Birnbaum emphasized that while pricing and underwriting are the main focus of discussions about discrimination in insurance, he believes it’s even more important for insurance companies to examine marketing and claim settlements practices. “In an era of big data, the way you market, the way folks learn about things through micro-targeting means that you can get pre-selected before you even make an [insurance] application,” he said. “So, if there’s disparate impact in terms of marketing, that’s going to basically pre-underwrite before anybody comes to you.”
To his mind, insurer processes for identifying potentially fraudulent claims are the most problematic—and are his top candidates for disparate impact scrutiny. Those processes “have a self-fulfilling prophecy built in: You can’t identify a claim as fraudulent unless you identify it as suspicious and then investigate. So, if your algorithms are based on claims that you’ve historically identified as suspicious or fraudulent, then your data is going to keep pushing you for those same types of claims and claimants.”

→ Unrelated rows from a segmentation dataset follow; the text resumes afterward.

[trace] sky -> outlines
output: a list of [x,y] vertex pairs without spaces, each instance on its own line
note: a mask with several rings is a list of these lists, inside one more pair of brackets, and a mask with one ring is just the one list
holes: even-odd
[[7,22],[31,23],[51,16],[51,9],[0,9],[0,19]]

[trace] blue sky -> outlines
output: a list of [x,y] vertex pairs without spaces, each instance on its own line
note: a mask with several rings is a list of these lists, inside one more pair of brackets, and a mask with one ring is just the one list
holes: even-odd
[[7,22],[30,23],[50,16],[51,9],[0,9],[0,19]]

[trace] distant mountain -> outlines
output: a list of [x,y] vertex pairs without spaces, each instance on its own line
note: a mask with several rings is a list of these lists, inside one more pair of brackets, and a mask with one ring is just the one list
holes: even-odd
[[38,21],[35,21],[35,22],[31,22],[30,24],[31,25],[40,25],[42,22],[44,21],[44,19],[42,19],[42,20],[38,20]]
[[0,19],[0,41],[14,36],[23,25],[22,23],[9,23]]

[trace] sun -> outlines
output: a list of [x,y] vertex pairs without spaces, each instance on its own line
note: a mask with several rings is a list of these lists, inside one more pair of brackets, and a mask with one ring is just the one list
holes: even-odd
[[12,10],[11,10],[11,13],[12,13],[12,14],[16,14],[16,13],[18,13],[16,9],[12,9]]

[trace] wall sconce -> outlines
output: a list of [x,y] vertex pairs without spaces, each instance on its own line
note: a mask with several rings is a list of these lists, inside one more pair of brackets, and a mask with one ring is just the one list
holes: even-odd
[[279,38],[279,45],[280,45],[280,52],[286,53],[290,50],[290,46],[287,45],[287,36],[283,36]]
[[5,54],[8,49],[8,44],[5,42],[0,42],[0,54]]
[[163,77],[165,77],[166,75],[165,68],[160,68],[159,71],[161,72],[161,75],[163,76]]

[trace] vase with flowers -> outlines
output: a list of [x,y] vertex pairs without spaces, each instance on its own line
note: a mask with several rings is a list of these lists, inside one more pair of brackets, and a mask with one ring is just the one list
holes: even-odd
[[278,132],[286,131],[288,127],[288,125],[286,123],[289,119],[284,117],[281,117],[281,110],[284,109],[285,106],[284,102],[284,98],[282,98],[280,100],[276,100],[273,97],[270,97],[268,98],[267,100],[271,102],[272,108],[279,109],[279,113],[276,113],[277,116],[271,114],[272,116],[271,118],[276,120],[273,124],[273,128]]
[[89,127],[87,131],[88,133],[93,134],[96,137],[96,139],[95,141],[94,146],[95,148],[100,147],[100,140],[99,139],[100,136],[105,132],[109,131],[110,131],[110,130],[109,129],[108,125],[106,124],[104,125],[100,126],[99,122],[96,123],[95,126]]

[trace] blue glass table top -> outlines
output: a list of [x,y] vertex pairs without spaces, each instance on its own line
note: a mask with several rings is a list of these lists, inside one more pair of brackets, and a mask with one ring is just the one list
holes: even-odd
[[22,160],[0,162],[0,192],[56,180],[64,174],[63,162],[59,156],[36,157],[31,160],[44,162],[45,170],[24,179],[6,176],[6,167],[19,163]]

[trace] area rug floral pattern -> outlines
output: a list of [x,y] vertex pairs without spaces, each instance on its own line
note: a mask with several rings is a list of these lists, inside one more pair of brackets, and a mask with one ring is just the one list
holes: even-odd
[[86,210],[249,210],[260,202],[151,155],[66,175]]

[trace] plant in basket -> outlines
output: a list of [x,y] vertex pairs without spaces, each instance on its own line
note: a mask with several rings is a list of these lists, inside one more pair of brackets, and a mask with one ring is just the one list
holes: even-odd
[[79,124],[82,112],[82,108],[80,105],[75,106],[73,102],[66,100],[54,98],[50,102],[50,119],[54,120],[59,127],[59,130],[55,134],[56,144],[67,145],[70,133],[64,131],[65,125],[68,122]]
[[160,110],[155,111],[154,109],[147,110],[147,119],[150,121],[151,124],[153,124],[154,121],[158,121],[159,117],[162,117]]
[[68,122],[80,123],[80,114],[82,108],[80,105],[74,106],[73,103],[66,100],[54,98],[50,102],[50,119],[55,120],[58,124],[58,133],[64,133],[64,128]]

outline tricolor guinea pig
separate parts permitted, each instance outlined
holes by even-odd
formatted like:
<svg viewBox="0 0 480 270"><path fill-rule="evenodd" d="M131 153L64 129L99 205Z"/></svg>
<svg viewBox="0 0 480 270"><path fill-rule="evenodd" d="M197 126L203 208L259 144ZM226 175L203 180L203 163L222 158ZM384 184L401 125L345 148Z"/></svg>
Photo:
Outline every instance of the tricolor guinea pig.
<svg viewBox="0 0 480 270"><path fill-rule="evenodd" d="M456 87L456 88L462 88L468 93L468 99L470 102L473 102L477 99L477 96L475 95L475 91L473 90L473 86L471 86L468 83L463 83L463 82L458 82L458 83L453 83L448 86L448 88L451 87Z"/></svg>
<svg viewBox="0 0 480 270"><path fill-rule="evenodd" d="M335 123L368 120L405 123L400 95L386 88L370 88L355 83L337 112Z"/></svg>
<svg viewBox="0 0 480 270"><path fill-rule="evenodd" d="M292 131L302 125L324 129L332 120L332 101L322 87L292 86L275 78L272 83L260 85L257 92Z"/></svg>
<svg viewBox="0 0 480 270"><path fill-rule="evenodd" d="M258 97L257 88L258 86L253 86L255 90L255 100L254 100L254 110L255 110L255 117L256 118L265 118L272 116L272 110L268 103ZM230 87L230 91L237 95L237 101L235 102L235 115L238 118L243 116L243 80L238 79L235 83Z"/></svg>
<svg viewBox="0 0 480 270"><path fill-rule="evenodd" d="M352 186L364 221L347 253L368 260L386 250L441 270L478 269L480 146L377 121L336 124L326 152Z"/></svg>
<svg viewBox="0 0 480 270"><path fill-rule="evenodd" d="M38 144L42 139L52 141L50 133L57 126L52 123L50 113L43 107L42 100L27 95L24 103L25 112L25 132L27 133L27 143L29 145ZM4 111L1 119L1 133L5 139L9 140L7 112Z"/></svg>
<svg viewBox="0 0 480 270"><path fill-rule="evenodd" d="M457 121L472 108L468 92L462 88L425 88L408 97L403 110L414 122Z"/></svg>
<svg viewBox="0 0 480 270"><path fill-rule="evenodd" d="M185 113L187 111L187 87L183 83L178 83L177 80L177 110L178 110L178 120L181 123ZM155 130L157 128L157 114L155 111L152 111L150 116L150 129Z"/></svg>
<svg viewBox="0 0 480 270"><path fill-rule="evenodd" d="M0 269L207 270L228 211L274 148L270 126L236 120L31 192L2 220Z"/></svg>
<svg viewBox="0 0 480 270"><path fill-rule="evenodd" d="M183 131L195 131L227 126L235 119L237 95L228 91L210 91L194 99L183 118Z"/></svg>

Summing up his thoughts about disparate impact in pricing and the other areas, Birnbaum said, “I think the way to address that is for insurance companies, and the actuarial profession, to get out in front right now. The lead cannot be taken by insurance trade associations, which “have an incredibly reactionary view,” or by state legislators through NCOIL. (Editor’s Note: Birnbaum alluded to the fact that NCOIL recently passed amendments to the NCOIL Property/Casualty Insurance Modernization Model Act, in which they define proxy discrimination as the “intentional substitution of a neutral factor” for a factor based on race, color, creed, etc., ignoring unnecessary unintentional bias.)
“If that continues, if those forces carry the day, then I think the change is going to come from the federal government, which is not what anybody who is interested in state-based regulation wants,” he said.